Director Chris Nelson doesn’t seem that interested in what could have been the film’s most obvious source of comedy. Watching Brooks on various dates plays out more like an obligation wrapped up in tidy montages. We all know how this is going to play out, but it’s odd that the whole idea of the film is more window dressing for a standard rom-com.
At least Nelson’s instincts aren’t wrong when the focus is on Centineo and Marano. Celia is written like a guy’s version of a teen feminist who just needs to find the right guy to be happy. Sure Celia says the right things and has a feminist slant, but deep down Bloom and Green aren’t sure how to portray her. Fortunately, Marano is a flexible performer able to maneuver through the script inconsistencies with ease.
Centineo continues to channel a young Mark Ruffalo in his rom-com days. Even if Centineo never reaches A-list, Academy Award nominee status, he’ll never be struggling to find gigs between Netflix, Hallmark and Lifetime. He’s got an immensely likable presence even when Brooks is making frustrating decisions.
I’m keeping with these teen Netflix original the lone minority character with a supporting role is also gay.
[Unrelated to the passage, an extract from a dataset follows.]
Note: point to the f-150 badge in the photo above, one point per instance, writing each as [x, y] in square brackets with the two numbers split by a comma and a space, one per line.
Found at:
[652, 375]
Too often the persons of color with names and speaking roles have to be gay now as if there’s some representation quota checklist. Yes there are POCs who are part of the LGBT community, but it feels cheap and disingenuous to the point it’s cliche.
The Perfect Date is perfectly fine for younger fans of the genre or those who don’t care if they’re able to correctly predict everything that will happen within 10 minutes. The cast is charming enough to enjoy despite its lack of genuine surprises.